The Reverend Merrick 'Al' Miller yesterday revealed that he trusted former Police Commissioner Owen Ellington, but now feels he was betrayed by the former top cop.

Miller's revelation came as he opened up about his decision to act as an intermediary between drug kingpin Christopher 'Dudus' Coke and Ellington, and the feverish, last-minute attempts he made to encourage the reputed Shower Posse leader to surrender peacefully to Jamaican authorities before the looming police-military incursion into his west Kingston stronghold in May 2010.

The founding pastor of Fellowship Tabernacle church in St Andrew was convicted in July for attempting to pervert the course of justice after Coke was captured in a vehicle Miller was driving along Mandela Highway in St Catherine. He has maintained that he was taking Coke to surrender to the authorities.

"I sought to trust the commissioner in the interchanges with Coke. I sold to Coke that the commissioner was a man who could be trusted," he told The Gleaner yesterday.

"And that's why all the dialogue of those hours was to convince him [Coke] that 'you can trust the system, you can trust the commissioner'... so I was very comfortable, very trusting with him [Ellington]," Miller continued, making reference to several meetings he had with Coke.
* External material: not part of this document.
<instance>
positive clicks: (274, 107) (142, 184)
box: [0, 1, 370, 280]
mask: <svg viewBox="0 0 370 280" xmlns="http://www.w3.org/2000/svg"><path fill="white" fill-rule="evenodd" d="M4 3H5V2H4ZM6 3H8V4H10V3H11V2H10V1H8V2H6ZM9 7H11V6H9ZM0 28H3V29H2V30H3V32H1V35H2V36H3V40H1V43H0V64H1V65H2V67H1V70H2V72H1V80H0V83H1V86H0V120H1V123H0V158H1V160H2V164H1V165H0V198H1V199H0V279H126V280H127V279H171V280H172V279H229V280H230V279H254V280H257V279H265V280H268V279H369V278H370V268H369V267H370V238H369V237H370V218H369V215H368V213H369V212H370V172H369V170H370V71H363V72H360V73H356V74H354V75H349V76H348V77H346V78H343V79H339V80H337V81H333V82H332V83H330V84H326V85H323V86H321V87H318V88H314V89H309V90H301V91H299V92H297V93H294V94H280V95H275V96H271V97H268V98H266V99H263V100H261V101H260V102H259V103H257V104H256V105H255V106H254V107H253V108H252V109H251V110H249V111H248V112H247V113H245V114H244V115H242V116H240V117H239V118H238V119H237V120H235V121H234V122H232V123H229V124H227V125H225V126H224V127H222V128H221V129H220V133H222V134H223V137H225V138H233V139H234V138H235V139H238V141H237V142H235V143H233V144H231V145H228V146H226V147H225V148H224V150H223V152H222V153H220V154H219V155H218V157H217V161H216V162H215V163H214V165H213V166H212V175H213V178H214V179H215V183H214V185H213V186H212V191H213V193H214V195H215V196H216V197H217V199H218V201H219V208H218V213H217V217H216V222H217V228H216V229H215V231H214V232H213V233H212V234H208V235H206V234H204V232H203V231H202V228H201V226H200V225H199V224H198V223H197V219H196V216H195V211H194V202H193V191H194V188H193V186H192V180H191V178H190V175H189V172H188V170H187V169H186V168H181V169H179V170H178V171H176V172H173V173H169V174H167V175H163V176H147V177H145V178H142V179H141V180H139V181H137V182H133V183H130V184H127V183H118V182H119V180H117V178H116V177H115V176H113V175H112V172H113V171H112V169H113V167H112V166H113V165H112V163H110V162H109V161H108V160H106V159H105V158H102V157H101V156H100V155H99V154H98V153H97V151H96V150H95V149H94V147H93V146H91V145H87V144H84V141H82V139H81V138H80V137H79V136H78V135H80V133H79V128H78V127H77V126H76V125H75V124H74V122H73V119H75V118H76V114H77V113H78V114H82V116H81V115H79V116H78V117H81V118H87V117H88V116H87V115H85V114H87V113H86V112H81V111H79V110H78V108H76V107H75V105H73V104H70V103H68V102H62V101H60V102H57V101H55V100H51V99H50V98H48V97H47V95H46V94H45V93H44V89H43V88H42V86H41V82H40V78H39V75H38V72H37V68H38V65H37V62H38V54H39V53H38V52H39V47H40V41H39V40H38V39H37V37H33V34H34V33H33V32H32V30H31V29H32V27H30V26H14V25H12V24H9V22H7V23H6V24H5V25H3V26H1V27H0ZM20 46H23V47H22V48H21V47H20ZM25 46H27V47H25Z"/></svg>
He recounted how he was blindsided by media reports on June 22, 2010 that he had been listed as a person of interest by the police minutes after Coke's capture and said that he believed Ellington gave the directive for him to be charged. "There is nobody else who had that authority, and it was from the commissioner's office that the request had come for me to turn myself in," he underscored.
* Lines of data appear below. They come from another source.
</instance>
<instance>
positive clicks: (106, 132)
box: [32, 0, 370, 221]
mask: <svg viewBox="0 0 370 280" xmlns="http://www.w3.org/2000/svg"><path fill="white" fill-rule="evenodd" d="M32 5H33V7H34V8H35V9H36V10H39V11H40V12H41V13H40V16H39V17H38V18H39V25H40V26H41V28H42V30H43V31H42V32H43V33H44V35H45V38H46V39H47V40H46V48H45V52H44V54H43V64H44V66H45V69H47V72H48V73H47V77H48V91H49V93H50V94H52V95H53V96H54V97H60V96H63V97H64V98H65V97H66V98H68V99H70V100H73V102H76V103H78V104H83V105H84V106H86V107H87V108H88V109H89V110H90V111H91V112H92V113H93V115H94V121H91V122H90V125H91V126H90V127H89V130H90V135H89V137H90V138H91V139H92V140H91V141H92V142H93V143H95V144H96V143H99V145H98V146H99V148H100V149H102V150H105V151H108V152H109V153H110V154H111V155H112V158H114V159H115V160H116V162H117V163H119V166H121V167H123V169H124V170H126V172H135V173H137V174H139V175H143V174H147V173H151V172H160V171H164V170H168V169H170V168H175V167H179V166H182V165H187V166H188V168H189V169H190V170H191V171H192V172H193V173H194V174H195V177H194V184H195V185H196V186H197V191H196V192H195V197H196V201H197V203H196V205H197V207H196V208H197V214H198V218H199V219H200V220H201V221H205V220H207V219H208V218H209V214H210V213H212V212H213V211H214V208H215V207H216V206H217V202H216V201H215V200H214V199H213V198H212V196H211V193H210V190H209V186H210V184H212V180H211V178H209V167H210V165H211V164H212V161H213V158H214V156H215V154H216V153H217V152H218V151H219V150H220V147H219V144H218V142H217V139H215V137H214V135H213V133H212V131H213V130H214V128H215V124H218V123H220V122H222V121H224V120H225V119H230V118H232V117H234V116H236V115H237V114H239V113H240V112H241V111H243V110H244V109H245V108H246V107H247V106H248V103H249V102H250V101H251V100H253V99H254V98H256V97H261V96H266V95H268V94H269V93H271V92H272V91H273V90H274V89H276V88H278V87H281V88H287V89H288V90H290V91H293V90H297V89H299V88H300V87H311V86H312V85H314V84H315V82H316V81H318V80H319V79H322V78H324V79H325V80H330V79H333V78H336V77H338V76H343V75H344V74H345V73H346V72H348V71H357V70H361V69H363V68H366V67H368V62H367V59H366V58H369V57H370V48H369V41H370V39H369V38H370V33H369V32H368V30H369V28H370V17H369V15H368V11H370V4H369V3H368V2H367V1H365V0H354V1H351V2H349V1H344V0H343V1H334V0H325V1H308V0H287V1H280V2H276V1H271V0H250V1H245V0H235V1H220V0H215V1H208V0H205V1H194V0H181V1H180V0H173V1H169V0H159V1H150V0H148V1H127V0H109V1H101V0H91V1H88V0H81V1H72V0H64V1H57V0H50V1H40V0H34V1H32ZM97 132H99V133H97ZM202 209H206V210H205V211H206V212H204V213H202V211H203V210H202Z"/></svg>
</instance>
"So, of course, I feel betrayed, because why ... ?" he asked rhetorically.

Ellington dismissed Miller's claims.

"If you get a hold of the statement he gave immediately following his arrest and read his account of the events in that statement and contrast it with what he is saying now and what he has been saying over the past six years and see if he is a man to be believed," Ellington told The Gleaner last night.
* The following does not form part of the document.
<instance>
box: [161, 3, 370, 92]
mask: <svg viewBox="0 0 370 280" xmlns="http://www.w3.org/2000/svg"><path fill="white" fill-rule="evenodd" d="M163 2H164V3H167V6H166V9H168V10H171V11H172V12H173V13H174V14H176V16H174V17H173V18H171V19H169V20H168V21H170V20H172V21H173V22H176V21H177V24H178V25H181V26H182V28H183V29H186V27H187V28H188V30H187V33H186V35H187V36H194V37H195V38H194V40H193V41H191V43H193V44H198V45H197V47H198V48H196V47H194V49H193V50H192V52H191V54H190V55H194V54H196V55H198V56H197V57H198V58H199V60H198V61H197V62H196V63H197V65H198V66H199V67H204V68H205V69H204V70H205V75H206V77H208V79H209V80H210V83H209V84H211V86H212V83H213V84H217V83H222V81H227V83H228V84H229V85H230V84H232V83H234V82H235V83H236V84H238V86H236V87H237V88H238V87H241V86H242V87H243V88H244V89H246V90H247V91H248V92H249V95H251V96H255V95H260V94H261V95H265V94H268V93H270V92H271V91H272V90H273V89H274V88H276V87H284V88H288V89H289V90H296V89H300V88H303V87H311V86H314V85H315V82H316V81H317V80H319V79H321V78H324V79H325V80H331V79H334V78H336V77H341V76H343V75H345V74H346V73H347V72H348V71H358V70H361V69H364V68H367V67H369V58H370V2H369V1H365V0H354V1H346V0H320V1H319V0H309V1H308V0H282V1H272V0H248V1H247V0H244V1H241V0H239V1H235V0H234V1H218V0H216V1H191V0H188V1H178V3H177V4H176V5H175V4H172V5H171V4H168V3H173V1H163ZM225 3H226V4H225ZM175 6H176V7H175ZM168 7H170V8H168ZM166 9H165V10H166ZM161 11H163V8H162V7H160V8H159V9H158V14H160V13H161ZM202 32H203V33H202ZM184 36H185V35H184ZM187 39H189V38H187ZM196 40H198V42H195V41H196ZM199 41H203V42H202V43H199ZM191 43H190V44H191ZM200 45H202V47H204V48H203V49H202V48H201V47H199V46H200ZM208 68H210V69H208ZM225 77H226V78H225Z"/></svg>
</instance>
"If you publish anything said to you by the Reverend Al Miller, you run the risk of libelling others. If you want to take that risk, fine," he added.

The popular clergyman, who has scheduled a tell-all news conference for today, also pulled back the curtains on how events unfolded in the hours before Coke was captured.

He confirmed picking up Coke in St Ann, but insisted that it was not at a Government Protocol House located in the parish. Miller declined to say where he met Coke.

He recalled receiving a telephone call on June 21, 2010 from someone known to him who informed him that Coke was prepared to turn himself in and wanted his assistance. "He [the caller] said to me, 'I talk to commissioner 'bout it already because him [Coke] say is only you and commissioner him a deal with'," Miller recalled.

"My response to him was, 'sure, if he is ready to do that. I'll help'," he said.

The clergyman said the following morning he got another telephone call from someone unknown to him who enquired if he was still willing to assist with Coke's surrender.

Miller said he met the caller and two other men at a location in the Corporate Area and they requested that he leave behind his personal motor vehicle and BlackBerry cell phone before beginning the trek to St Ann. He said when he got to St Ann, he was taken to a house and asked to wait.

"I was left there for about half an hour and then they returned with Mr Coke in a vehicle and asked, 'Reverend, will you take him in?' So where he is coming from I don't know," he recounted.

Was he nervous?

Miller said he was not. "I was more caught up with thanking God we were able to bring a resolution to a crisis situation that is costing so much."

He said during the trip into Kingston, Coke expressed remorse for the bloodshed in his west Kingston stronghold. "He said, 'Rev, since they said this thing start with me, I'm giving up myself so that it must end with me'," Miller recounted.

"He spoke about the fact that this thing [incursion] happened and it wasn't necessary," Miller said.